А затем был суд. Советский суд, самый гуманный в мире. Там я попыталась поведать об ужасных привычках Автогена, но едва начала свое повествование, прокурор прервал меня.
Последовала вереница свидетелей, выступала на суде и Морковка. И по ее словам, Автоген был кристальной честности человеком, который никогда бы не поднял руку на ребенка. Меня же она всячески чернила, называя вороватой хронической лгуньей. Допросили также и нескольких девочек, тех, которых директору удалось сломать. Они дружно подтвердили, что Автоген был прекрасным человеком, а я – настоящая разбойница.
Мой адвокат постоянно склонял меня к тому, чтобы полностью признать свою вину и не выступать с критикой покойного директора детского дома. Трусливый законник открыто заявлял: семейство у Автогена влиятельное, меня все равно упекут за решетку.
Поэтому приговор никого не удивил, и в первую очередь меня. Мне дали восемь лет и отправили в колонию для несовершеннолетних в Новгородской области. Адвокат все же подал апелляцию, но решение суда оставили в силе. Так я отправилась по этапу.

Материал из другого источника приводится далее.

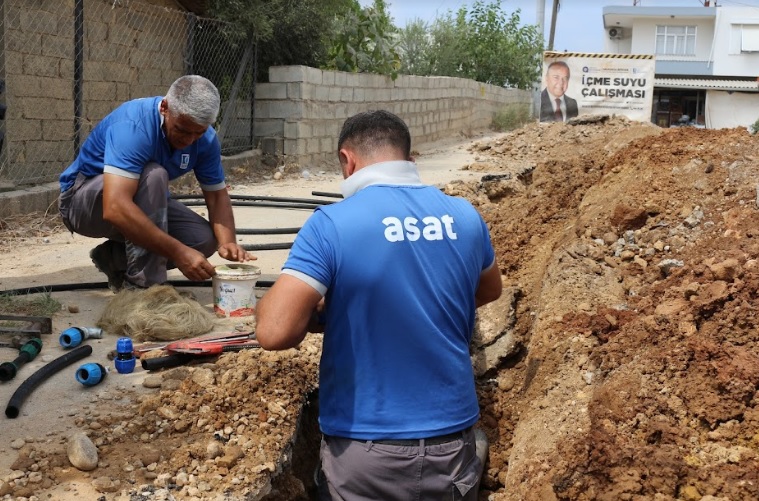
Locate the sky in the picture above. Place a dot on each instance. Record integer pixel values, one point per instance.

Колония, в которую я прибыла, была известна своей строгостью. Однако меня это не особо пугало. Ничего, решила я, выживу. Хотя, конечно же, подсчитала: восемь лет – долгий срок, когда я выйду на свободу, мне будет далеко за двадцать.
Интересно, что станет к тому времени с Тоней? На суде она, конечно же, не появилась. Повторяю, как ни пытался прокурор заставить меня рассказать о сообщнице, я отрицательно качала головой и настаивала на своем – все сделала одна, мне никто не помогал.
Несмотря на приговор, я была рада, что Тоне удалось уйти, что моя подруга, почти сестра, на свободе. В отличие от меня, которая оказалась на зоне. Но что уж теперь говорить… По крайней мере, у Тони были деньги, и она наверняка отправилась к океану. Начала новую жизнь…
Новая жизнь началась и для меня. Меня привезли в колонию незадолго до Нового года – стояли трескучие морозы, везде лежал снег. Когда все формальности были улажены, меня, как и прочих новеньких, отконвоировали в душевую. А затем мы попали в общую спальню.
Скоро вернулись с работы и прочие обитатели колонии. И первой, кого я увидела, была толстая особа с изрытым угрями лицом и черными усиками над верхней губой. Во мне колыхнулись старые воспоминания, и я поняла: это же та самая Куприянова, она же Сероводородная Бомба, задира и командирша, которая не давала мне житья в детском доме и которую я в отместку подставила под обвинение в воровстве!
Сероводородная Бомба возмужала, превратившись в настоящую бабищу, хотя была старше меня всего года на два. Около нее и здесь суетились «шестерки» – девицы, старавшиеся угодить ей. Куприянова и на зоне наслаждалась ролью главной и всячески третировала новеньких.